Friday, 13 December 2013

'Never volunteer for anything'

(BroadhempstonCommunity Woodland - visit five 1.11.08)

So goes the maxim of conscripted soldiers down the centuries. But that’s advice for dealing with those who have authority over you and for situations where you have no choice about being there!

There were fifteen of us who made it to the Waytown Cross car park, variously equipped with tools to make a start on attracting the right kind of life to the woodland’s pond. It’s artificial, and the problem is that for most of the year there isn’t enough run-off from the hills to allow it to flow and refresh itself.

But of what is in the pond, what grows by it, what is drawn to it and what you do about it, I know little. I listened and began to understand a bit more from those with an emerging expertise. Different people with different skills to share, for the benefit of all - strangely the ratio of women to men was 2:1.

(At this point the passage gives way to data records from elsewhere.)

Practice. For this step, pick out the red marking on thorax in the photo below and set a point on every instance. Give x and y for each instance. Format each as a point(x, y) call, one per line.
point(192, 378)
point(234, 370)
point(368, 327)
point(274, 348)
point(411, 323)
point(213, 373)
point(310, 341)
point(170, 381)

Most of those present knew each other better than I knew them. But I could see enough to know that there must be hundreds of stories they could tell of what leads them to come along and the unlikely connections that make it possible. And you only need to have one thing in common, a desire to be there.

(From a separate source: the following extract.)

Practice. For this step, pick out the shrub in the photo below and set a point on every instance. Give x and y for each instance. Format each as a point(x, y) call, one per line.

Of course the best kind of volunteering is when you find yourself stepping forward because you know you are the best person for the job, knowing that as part of a team your companions will act for you in other situations that they understand better - then there is no sacrifice at all.

Minutes after picking me up in the morning, Verity had set a pace for the day that never let up, bounding through ASDA in search of long matches for lighting a lantern trail to the bonfire at the beacon quarry that evening. On the run, our conversation is of how to generate income rather than rely on grants, of a business plan, and the transport problem for any user of the woodland who doesn’t have access to a car.

But I’m a guy in a hurry too, a ‘step slow’ perhaps - and definitely fed up with being late for my own life - but drawn on by her, I get younger by the minute!

And the pay-off for our efforts came just as it was beginning to get dark. First, arriving back at the quarry, Simon was there before us and pointed out an orange sunset, after what had been an overcast day. Then V and I set off to light the lanterns we’d made earlier and planted at intervals on the route to the car park. Would they work, would the rain come before they had a chance to work? Just as it was really getting dark we heard visitor’s cars arriving, and still with a couple left to light, I turned around and realised it was going to work.

Once others appeared to have finished arriving, we headed off back up the hill for the last time. The effect in the forest was mystical and magical - though we had created it ourselves! Suddenly my distant past was no longer ‘a foreign country’. Around the last bend there was, coming at me through the trees, Simon’s own flaming skyline. Just for a moment it was as if the nightmare of the last twenty-one years had never happened.